The report – ‘Anti-Corruption Compliance and the Legal Profession: The Client Perspective’ – was launched at the IBA Annual Conference in Boston in October 2013.

More than 60 per cent of respondents expressed concern over the relationship between firms and the judiciary, with similar numbers concerned over law firms’ relationship with public authorities. More than 80 per cent of respondents suggested private practice law firms posed some bribery and corruption risks; but nearly two-thirds admitted they did not have a policy in place for monitoring the level of compliance of third parties. Those who did monitor their law firms’ compliance said they employ a range of techniques, including constant supervision, periodic certifications and regular ethical and reputational checks.

Some respondents felt unhappy about the amount or quality of anti-corruption advice offered by their external legal advisers: 65 per cent felt that external legal counsel ‘always’ or ‘frequently’ had enough relevant anti-corruption expertise, the remainder responded ‘sometimes’ or ‘rarely’. Twenty per cent of respondents said they had exerted influence on external lawyers to improve their anti-corruption compliance, with 33 per cent asking to review a law firm’s ethics code.

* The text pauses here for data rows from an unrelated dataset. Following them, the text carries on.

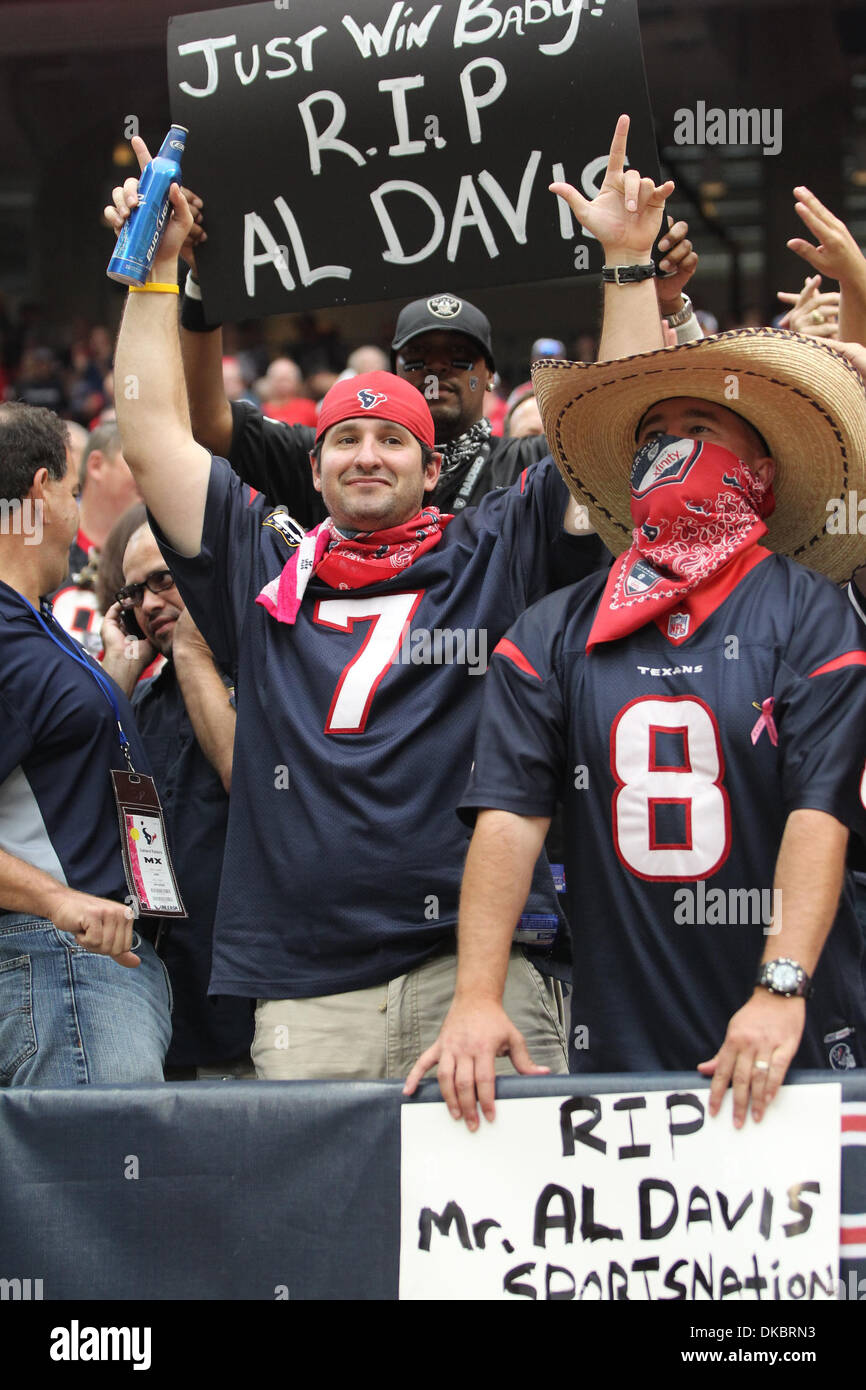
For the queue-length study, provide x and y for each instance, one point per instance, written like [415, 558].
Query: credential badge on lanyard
[145, 851]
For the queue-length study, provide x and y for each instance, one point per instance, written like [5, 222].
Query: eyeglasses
[131, 595]
[414, 364]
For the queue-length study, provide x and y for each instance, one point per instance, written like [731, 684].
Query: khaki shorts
[380, 1033]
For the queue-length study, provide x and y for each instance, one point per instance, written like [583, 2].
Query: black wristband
[192, 316]
[627, 274]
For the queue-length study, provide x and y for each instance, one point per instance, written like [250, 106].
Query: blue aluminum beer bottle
[143, 228]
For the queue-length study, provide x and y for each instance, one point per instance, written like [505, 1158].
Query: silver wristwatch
[683, 314]
[784, 976]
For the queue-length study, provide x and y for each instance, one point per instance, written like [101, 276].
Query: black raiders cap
[446, 312]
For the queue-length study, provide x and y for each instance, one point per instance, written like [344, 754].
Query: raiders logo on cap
[445, 306]
[285, 524]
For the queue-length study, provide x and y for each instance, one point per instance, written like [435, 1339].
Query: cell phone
[129, 624]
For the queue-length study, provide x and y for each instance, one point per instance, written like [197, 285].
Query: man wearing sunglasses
[188, 727]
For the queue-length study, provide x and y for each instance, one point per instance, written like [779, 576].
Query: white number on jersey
[391, 615]
[683, 772]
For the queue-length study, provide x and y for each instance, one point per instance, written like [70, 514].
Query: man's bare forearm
[25, 888]
[809, 873]
[209, 409]
[153, 417]
[495, 887]
[631, 321]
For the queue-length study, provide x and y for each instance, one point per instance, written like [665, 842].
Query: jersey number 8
[672, 816]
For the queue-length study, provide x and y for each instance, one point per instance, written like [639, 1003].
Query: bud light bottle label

The report states: ‘the fact that a significant proportion of respondents feel it is necessary to prompt their external legal counsel to improve their anti-corruption policies is further evidence of lawyers’ failure to fully comprehend the pressing business needs of their clients’.

The IBA survey also found that as a result of these perceived risks, companies were extending the strict compliance practices applied to other intermediaries, to law firms. Almost two-thirds of respondents reported an increase in pre-retention due diligence during the last five years, while almost half revealed an increase in monitoring due diligence.

Law firms respond

James Maton, a partner at Edwards Wildman, said raising the focus internally within law firms on bettering their own compliance with anti-corruption laws was ‘a kind of virtuous circle’, which he welcomed.

Rod Fletcher, a partner at Herbert Smith Freehills, agreed, but said the report's conclusions might be surprising ‘to those who assume that the ethical standards imposed [on lawyers] are sufficient to prompt firms to adopt a high standard’ of such compliance from the outset.

However, Fletcher acknowledged that, in the last six months, the press had reported that a London lawyer had been arrested on suspicion of police bribery, and a prosecutor in Indiana had pleaded guilty to corruption charges after modifying a convict's sentence, seemingly backing up the sentiments of survey respondents with regards their law firms’ ethical standards. 

Speaking during the launch of the report in Boston, Tim Dickinson, Co-Chair of the IBA Anti-Corruption Committee, said: ‘lawyers need to realise that anti-corruption compliance is not only a regulatory requirement, but also a demand and an expectation from clients.’

Nick Benwell, partner at Simmons & Simmons and Co-Chair of the IBA Anti-Corruption Committee, told In-House Perspective it was also necessary to have high standards of corruption controls, not only for regulatory or ethical reasons, but also because it makes good business sense to do so.

He added that since the introduction of the UK’s Bribery Act, there was an increased expectation from clients for law firms to implement a comprehensive anti-corruption compliance programme. 

‘This expectation has ensured that compliance is now treated as a key part of a law firm’s relationship with their client’, said Benwell. ‘Similarly law firms are conducting their own due diligence on third parties with whom they do business and so the scrutiny continues down the chain’.